Rowan went rigid. His hands dropped from Sorcha’s waist as though he had been burned. He stepped back, putting distance between them that felt like a wall.

Sorcha’s breath came in ragged gasps. Her back was still pressed against the stall door, her dress wrinkled where his hands hadbeen. She could not think. Could not move. Could only stand there, trembling, as the world came rushing back.

“Rowan!” Morag’s voice came again, closer now. “I ken ye are out here. Supper is gettin’ cold, and ye have kept Elspeth waitin’ for an hour.”

Rowan scrubbed a hand down his face. His chest was still heaving, his lips still wet. But his eyes, those grey eyes that had been dark with want moments ago, had gone cold.

“Morag,” he called out, his voice steady. “We are comin’.”

“Daenae we are comin’ me. I have raised ye since ye were small enough to fall in the well, and I will come out there and drag ye by the ear if I must.”

Sorcha pressed herself harder against the stall door, willing herself to disappear. Her cheeks burned. Her hands shook as she smoothed her skirts, trying to make herself presentable, trying to erase any evidence of what had just happened between them.

Morag cannae ken. She cannae see.

Morag’s shadow fell across the stable doorway. She stood with her arms crossed, her silver hair escaping its braid. She took in the scene immediately: Rowan’s flushed face and Sorcha’s disheveled state, the hay scattered where they had stood. Her eyebrow rose.

Neither of them spoke.

“There ye are,” Morag said finally. “Both of ye. In the stable, wet from the rain, while supper grows cold and a six-year-old girl wonders why her faither has forgotten her.”

Rowan wore his shirt. He pulled it over his head in one motion, the damp fabric clinging to his shoulders.

“I havenae forgotten her,” he said.

“Could have fooled me.” Morag’s gaze flicked to Sorcha, then back to him. She did not ask what they had been doing. She did not need to. “The pair of ye, soaked through and red-faced. Get inside before ye catch yer deaths.”

Rowan said nothing. He walked past her without looking at Sorcha, without waiting to see if she would follow.

Morag watched him go, then turned to Sorcha. Her expression softened, just slightly.

“Come along, lass,” she said, not unkindly. “Ye look like ye have seen a ghost.”

Sorcha pushed off the stall door. Her legs were unsteady, and her lips still tingled. She followed Morag out of the stable into the rain, her heart pounding in her ears.

Rowan was already halfway to the keep. He did not look back.

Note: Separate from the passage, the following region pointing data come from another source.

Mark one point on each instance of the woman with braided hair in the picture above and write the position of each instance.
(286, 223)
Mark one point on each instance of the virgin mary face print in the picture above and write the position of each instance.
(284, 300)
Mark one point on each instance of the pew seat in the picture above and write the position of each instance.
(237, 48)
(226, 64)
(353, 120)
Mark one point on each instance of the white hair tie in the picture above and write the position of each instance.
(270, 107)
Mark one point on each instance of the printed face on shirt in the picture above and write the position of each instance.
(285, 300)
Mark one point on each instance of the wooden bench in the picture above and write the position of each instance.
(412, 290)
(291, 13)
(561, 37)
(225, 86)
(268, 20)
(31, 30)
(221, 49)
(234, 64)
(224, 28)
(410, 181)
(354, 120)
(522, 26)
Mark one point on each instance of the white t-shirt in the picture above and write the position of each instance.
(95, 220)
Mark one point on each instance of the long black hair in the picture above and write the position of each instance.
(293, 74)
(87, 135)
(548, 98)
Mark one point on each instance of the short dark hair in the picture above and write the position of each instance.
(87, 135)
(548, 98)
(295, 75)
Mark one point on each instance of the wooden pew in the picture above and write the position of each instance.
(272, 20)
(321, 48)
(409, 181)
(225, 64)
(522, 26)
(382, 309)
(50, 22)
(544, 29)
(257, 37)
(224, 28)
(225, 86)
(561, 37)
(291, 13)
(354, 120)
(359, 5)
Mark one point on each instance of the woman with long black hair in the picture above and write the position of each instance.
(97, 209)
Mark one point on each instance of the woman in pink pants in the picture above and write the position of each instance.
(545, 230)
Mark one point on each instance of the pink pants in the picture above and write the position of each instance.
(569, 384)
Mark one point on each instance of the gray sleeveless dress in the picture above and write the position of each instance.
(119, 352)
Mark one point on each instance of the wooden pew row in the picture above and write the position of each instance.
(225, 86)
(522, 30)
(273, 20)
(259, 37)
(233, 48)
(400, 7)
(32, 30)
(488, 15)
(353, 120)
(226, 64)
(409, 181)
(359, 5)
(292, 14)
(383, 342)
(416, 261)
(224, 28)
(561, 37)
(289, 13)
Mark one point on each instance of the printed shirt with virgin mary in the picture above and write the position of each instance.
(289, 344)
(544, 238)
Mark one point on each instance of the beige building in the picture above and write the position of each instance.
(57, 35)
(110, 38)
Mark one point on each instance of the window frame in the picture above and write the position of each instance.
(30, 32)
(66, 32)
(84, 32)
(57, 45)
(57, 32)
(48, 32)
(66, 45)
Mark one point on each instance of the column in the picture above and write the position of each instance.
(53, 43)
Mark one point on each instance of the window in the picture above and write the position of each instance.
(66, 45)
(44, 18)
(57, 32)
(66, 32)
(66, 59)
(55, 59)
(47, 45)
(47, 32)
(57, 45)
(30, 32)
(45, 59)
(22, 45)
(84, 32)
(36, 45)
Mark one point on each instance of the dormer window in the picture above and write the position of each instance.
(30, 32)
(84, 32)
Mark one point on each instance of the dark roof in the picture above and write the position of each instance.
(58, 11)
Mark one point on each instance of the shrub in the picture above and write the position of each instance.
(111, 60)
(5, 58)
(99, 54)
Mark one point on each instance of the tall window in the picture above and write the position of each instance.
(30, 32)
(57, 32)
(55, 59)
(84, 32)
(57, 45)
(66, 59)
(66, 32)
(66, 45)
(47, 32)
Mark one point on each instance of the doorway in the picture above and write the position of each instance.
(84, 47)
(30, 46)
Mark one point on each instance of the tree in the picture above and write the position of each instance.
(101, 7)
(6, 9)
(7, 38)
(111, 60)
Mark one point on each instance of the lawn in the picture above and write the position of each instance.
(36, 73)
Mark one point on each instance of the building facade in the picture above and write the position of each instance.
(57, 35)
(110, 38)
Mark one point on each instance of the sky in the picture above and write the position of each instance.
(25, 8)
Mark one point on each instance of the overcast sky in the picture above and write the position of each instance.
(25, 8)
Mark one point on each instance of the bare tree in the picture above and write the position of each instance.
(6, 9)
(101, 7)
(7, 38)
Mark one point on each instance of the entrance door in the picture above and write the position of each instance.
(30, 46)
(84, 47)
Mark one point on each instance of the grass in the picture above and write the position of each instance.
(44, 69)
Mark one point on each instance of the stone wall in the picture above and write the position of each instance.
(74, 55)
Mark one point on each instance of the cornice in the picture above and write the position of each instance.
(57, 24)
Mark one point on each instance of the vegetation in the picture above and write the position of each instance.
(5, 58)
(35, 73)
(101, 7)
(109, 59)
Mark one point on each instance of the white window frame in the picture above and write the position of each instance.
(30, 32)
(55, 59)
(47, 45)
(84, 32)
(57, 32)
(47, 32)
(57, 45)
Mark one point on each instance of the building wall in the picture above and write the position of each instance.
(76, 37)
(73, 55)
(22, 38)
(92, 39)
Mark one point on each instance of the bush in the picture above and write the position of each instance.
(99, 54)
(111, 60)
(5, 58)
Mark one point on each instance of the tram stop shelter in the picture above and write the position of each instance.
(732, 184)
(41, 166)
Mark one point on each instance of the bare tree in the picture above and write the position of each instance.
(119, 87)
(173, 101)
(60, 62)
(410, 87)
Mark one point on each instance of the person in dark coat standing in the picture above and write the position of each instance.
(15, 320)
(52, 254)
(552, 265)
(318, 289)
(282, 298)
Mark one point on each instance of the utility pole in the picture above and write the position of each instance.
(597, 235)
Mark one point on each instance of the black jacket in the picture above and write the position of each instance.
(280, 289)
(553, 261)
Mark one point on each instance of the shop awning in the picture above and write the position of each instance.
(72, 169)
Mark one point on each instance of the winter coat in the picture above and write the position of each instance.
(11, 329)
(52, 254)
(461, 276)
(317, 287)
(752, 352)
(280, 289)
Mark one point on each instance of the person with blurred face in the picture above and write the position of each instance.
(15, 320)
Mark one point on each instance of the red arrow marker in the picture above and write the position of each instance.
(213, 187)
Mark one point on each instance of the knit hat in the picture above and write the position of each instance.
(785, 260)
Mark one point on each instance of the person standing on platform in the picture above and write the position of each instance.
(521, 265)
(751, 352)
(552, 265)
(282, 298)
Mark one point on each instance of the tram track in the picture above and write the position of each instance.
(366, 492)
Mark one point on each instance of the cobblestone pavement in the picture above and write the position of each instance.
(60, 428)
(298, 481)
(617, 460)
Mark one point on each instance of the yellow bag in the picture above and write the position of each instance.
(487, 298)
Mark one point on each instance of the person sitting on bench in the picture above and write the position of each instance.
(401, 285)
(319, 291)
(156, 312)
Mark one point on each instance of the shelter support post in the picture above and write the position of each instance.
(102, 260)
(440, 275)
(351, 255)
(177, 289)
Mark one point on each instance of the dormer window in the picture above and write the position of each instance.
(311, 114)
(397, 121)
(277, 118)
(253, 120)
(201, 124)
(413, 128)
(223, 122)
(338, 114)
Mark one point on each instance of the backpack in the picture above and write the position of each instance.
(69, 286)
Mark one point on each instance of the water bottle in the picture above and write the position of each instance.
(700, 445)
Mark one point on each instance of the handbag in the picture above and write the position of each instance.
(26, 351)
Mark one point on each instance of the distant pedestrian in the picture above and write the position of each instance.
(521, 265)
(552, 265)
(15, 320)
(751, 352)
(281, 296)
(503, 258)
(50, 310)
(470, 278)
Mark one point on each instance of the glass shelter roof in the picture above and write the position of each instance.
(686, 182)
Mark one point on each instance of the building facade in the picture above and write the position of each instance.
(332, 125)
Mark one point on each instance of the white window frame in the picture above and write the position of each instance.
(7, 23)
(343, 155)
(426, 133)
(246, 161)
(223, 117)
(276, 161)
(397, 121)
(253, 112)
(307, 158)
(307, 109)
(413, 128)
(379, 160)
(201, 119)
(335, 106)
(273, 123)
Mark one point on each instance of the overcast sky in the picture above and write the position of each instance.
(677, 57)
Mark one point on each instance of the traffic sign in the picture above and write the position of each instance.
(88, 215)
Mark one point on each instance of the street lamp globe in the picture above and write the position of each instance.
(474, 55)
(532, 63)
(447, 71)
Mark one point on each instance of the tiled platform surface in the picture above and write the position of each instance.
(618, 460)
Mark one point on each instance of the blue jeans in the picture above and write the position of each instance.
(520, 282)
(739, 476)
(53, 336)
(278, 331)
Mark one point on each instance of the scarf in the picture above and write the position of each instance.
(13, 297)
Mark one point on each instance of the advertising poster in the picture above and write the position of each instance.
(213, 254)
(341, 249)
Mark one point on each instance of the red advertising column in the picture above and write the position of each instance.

Morag walked beside Sorcha in silence for a moment. “He has always been like that, ye ken. Pushin’ people away before they can get close.”

Sorcha said nothing.

He pushes people away.

Was that what he was doing to her? Keeping her at arm’s length, even as he pulled her closer in the dark?

The thought twisted painfully inside her, stirring up fear, frustration, and an ache she didn’t want to name.

She swallowed hard, her throat tight, but the words wouldn’t come. She could only stare straight ahead, Morag’s voice ringing in her ears.

And the worst part was that she was terrified the old woman was right.

CHAPTER TWENTY-THREE

The corridor was quiet, torchlight flickering against the stone walls as Rowan walked with Ewan beside him.